\( \newcommand{\bm}[1]{\boldsymbol{\mathbf{#1}}} \DeclareMathOperator{\tr}{tr} \DeclareMathOperator{\var}{var} \DeclareMathOperator{\cov}{cov} \DeclareMathOperator{\corr}{corr} \newcommand{\indep}{\perp\!\!\!\perp} \newcommand{\nindep}{\perp\!\!\!\perp\!\!\!\!\!\!/\;\;} \)

1.3 Estimation of \(\sigma^2\)

In addition to the linear coefficients \(\beta_0, \ldots, \beta_p\) estimated using least squares, we also need to estimate the error variance \(\sigma^2\), representing the variability of observations about their mean.
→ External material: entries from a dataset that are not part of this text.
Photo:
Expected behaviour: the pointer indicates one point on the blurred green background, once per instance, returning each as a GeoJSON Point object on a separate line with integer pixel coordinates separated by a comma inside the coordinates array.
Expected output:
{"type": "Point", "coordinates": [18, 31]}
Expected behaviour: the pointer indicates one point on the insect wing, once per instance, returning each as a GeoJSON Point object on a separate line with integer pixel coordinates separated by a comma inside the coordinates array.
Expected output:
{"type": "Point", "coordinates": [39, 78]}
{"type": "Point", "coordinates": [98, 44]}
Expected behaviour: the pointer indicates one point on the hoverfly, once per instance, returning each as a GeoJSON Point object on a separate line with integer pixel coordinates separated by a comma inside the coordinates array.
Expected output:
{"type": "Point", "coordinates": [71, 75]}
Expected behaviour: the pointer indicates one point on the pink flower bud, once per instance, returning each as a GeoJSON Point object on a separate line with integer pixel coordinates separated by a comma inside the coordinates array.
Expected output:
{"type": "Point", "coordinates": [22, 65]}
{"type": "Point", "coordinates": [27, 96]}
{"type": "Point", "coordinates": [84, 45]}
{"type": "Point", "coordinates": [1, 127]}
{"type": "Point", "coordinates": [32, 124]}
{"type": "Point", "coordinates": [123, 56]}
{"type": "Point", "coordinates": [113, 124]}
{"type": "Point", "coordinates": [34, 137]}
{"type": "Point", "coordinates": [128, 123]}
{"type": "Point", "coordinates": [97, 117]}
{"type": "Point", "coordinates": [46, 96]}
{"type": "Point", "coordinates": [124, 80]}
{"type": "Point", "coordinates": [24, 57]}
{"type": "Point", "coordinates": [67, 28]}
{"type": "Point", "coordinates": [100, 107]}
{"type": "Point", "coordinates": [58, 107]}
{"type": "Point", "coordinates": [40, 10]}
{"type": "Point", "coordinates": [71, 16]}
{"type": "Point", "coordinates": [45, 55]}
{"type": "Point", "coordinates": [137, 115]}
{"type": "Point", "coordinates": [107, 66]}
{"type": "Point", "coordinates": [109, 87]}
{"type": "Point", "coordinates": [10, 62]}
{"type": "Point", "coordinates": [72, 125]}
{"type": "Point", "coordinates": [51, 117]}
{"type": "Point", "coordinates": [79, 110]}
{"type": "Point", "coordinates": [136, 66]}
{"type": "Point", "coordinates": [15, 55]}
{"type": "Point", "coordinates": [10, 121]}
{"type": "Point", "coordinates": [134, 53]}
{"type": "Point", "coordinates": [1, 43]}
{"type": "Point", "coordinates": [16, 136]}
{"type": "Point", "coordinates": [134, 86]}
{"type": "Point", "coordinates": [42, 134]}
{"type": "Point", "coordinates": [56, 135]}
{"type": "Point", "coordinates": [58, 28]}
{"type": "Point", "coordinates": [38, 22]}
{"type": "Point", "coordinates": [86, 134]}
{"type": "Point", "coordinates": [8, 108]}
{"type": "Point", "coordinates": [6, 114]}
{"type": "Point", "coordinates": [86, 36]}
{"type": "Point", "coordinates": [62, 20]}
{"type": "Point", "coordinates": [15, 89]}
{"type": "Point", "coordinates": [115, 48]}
We can estimate \(\sigma^2\) using maximum likelihood. Maximising (1.4) with respect to \(\beta\) and \(\sigma^2\) gives \[ \hat{\sigma}^2={D\over n}={1\over n}\sum_{i=1}^n e_i^2. \] If the model is correct, then \(D\) is independent of \(\hat\beta\) and \[ {D\over\sigma^2}\sim\chi^2_{n-p-1} \] \[ \Rightarrow E(\hat{\sigma}^2)={{n-p-1}\over n}\sigma^2, \] so the maximum likelihood estimator is biased for \(\sigma^2\) (although still asymptotically unbiased as \({{n-p-1}\over n}\to 1\) as \(n\to\infty\)). We usually prefer to use the unbiased estimator of \(\sigma^2\) \[ s^2={D\over {n-p-1}}={1\over {n-p-1}}\sum_{i=1}^n e_i^2. \] The denominator \(n-p-1\), the number of observations minus the number of coefficients in the model is called the degrees of freedom of the model. Therefore, we estimate the error variance by the deviance divided by the degrees of freedom.